Manually reading patient information takes a long time. As a result, researchers in the United States have developed a new AI-based algorithm that can learn to understand patient data from electronic health records (EHR). In a side-by-side comparison, the researchers demonstrated that their method properly diagnosed patients with certain diseases as well as the traditional, “gold-standard” method, which involves far more manual labor to develop and perform.
The volume and types of data saved electronically in a patient’s medical record continue to grow at an exponential rate. Extraction and analysis of this intricate web of data can be inefficient, impeding clinical research progress. In this study, we used machine learning to develop a new approach for extracting data from electronic health records that is both faster and has fewer labor costs than the industry standard. We expect that this will be a useful tool that will allow for more objective clinical informatics research.
Scientists currently use a set of established computer programs or algorithms to mine medical records for new information. The development and storage of these algorithms are managed by a system called the Phenotype Knowledgebase (PheKB). While the system is quite good at correctly detecting a patient’s diagnosis, constructing an algorithm is a time-consuming and rigid procedure.
For example, when scientists wish to learn more about an illness, they must first search all medical records for pertinent information, such as specific lab tests or medicines that are specifically linked to the ailment. The next write the algorithm that instructs the computer to look for individuals that have those disease-specific data points, which are referred to as “phenotypes.” Researchers must then manually double-check the list of patients identified by the algorithm. Then, they must start the process over every time they want to examine a new disease. The researchers used a new strategy in this study, in which the computer learns on its own how to recognize illness phenotypes, saving time and effort for the researchers.
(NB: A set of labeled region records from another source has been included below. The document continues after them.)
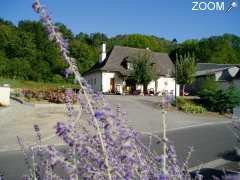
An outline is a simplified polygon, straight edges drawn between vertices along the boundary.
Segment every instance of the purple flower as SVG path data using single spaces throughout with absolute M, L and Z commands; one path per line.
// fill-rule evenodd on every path
M 96 112 L 95 112 L 95 117 L 96 117 L 98 120 L 101 119 L 102 115 L 103 115 L 103 113 L 100 112 L 100 111 L 96 111 Z

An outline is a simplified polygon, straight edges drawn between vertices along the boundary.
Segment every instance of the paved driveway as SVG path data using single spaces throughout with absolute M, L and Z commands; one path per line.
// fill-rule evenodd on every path
M 161 131 L 159 97 L 106 96 L 106 99 L 112 106 L 120 104 L 127 112 L 128 124 L 138 131 Z M 7 179 L 18 179 L 26 170 L 22 166 L 22 152 L 14 151 L 19 149 L 16 136 L 32 144 L 32 127 L 39 124 L 45 143 L 61 144 L 53 136 L 53 126 L 57 121 L 66 121 L 64 111 L 64 108 L 35 108 L 15 102 L 8 108 L 0 109 L 0 169 Z M 176 145 L 180 157 L 185 157 L 187 146 L 193 145 L 197 150 L 190 165 L 196 166 L 218 158 L 219 153 L 231 150 L 235 145 L 234 136 L 224 125 L 230 120 L 214 114 L 192 115 L 171 110 L 167 114 L 168 138 Z M 153 148 L 159 149 L 154 143 Z M 17 163 L 12 164 L 13 161 Z
M 122 110 L 127 113 L 129 125 L 138 131 L 152 133 L 161 131 L 160 97 L 106 96 L 106 98 L 113 106 L 121 105 Z M 170 110 L 167 113 L 167 128 L 169 131 L 229 121 L 231 119 L 213 113 L 190 114 L 176 110 Z
M 120 104 L 122 110 L 127 112 L 129 126 L 141 132 L 161 131 L 159 97 L 106 96 L 106 99 L 113 107 Z M 13 101 L 10 107 L 0 109 L 0 151 L 19 149 L 16 136 L 21 136 L 27 144 L 35 142 L 34 124 L 40 126 L 45 143 L 59 144 L 61 141 L 54 137 L 53 127 L 56 122 L 66 120 L 64 106 L 35 108 Z M 169 111 L 167 114 L 169 131 L 226 121 L 230 119 L 218 115 L 192 115 L 178 111 Z

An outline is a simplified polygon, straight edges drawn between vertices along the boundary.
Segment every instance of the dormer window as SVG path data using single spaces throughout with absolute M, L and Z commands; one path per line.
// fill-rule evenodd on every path
M 133 64 L 131 62 L 127 62 L 127 70 L 133 70 Z
M 129 61 L 128 57 L 123 59 L 121 65 L 127 70 L 133 70 L 133 63 Z

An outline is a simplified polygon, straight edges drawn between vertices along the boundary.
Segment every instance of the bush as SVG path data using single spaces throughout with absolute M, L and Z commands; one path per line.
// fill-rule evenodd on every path
M 27 100 L 47 100 L 48 102 L 51 103 L 59 103 L 63 104 L 66 102 L 66 95 L 65 95 L 65 90 L 64 89 L 47 89 L 47 90 L 27 90 L 24 89 L 22 90 L 23 96 Z M 77 102 L 77 95 L 76 93 L 73 93 L 73 103 Z
M 240 105 L 239 89 L 230 87 L 227 90 L 203 89 L 199 94 L 200 102 L 210 111 L 221 114 L 232 112 L 233 108 Z
M 177 97 L 177 100 L 175 100 L 172 105 L 175 105 L 181 111 L 189 113 L 203 113 L 206 111 L 204 107 L 196 105 L 183 97 Z
M 180 108 L 184 112 L 190 112 L 190 113 L 204 113 L 206 109 L 202 106 L 192 104 L 192 103 L 185 103 Z
M 52 77 L 52 82 L 54 82 L 54 83 L 62 83 L 62 82 L 64 82 L 64 79 L 63 79 L 63 77 L 61 75 L 55 74 Z

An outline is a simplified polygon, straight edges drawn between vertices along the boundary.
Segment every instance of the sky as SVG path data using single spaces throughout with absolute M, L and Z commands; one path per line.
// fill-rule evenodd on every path
M 74 34 L 102 32 L 109 37 L 139 33 L 178 42 L 231 33 L 240 36 L 240 0 L 229 13 L 216 10 L 193 11 L 198 0 L 41 0 L 55 22 Z M 230 0 L 199 0 L 198 2 Z M 17 24 L 38 20 L 31 8 L 33 0 L 0 0 L 0 17 Z M 201 4 L 204 8 L 204 4 Z M 213 4 L 210 5 L 210 8 Z

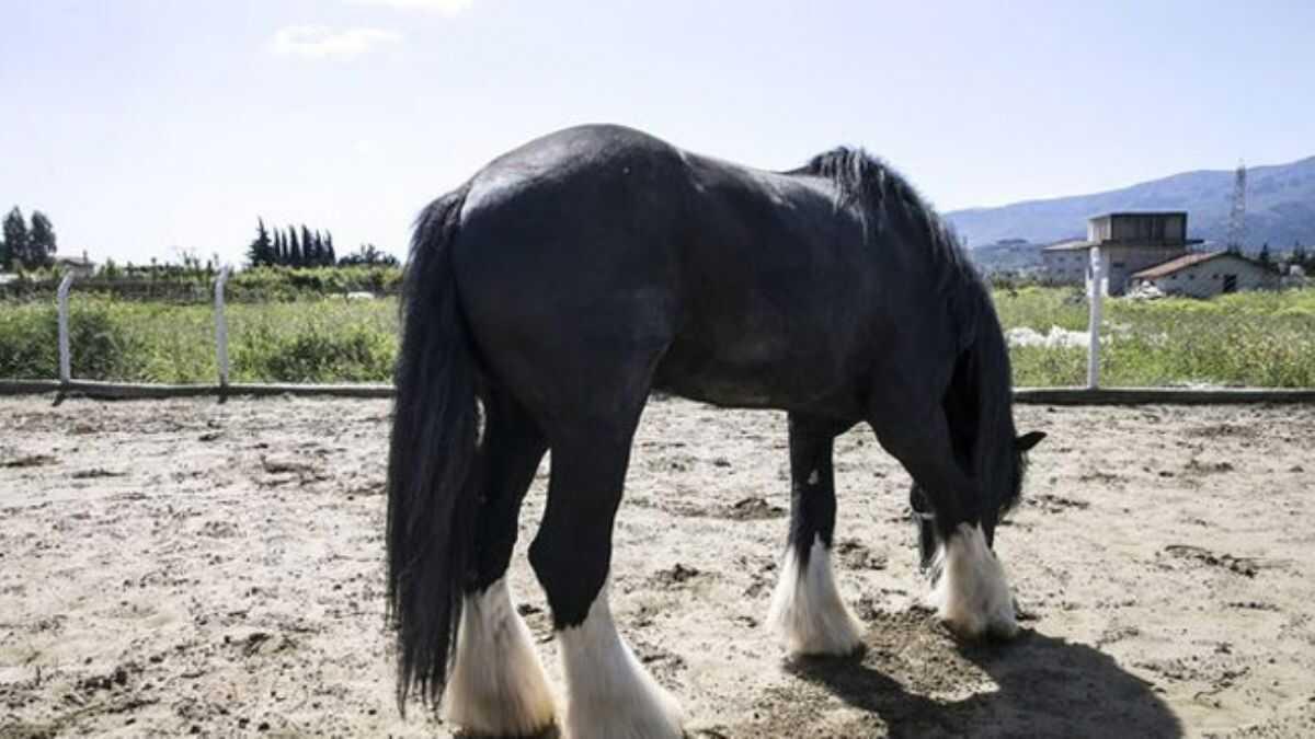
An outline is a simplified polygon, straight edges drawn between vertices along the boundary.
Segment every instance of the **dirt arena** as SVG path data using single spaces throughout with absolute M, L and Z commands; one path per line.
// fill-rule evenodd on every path
M 0 398 L 0 736 L 446 736 L 392 700 L 388 413 Z M 650 404 L 613 609 L 690 735 L 1315 735 L 1315 409 L 1018 417 L 1049 434 L 997 542 L 1023 635 L 960 648 L 915 608 L 907 476 L 857 429 L 836 447 L 838 576 L 868 650 L 789 663 L 761 626 L 784 416 Z M 523 556 L 512 581 L 560 688 Z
According to a study senior author, the researchers previously demonstrated that unsupervised machine learning might be a very efficient and effective technique for mining EHR. Their approach has the potential benefit of learning disease representations from the data itself. As a result, the computer conducts a lot of the work that specialists would do to define the ideal combination of data pieces from health records to describe an illness.
In essence, a machine was designed to sift through millions of EHRs and learn how to connect data to diseases. This programming made use of “embedding” algorithms established by other researchers, like as linguists, to examine word networks in other languages. Word2vec, one of the algorithms, was extremely effective. The computer was then programmed to apply what it had learned to identify the diagnoses of over 2 million patients whose records were kept in the health system.
Finally, the researchers looked at how effective the new and old systems were. They discovered that the novel Phe2vec technique was as effective as, or slightly better than, the gold standard phenotyping process in properly identifying diagnoses from EHR for nine out of ten diseases tested.
Overall, the findings are positive, indicating that the method could be a promising technique for large-scale illness phenotyping in EHR data. They plan to utilize it to automate many of the earliest processes of clinical informatics research with more testing and refinement, allowing scientists to focus their attention on downstream analytics like predictive modeling.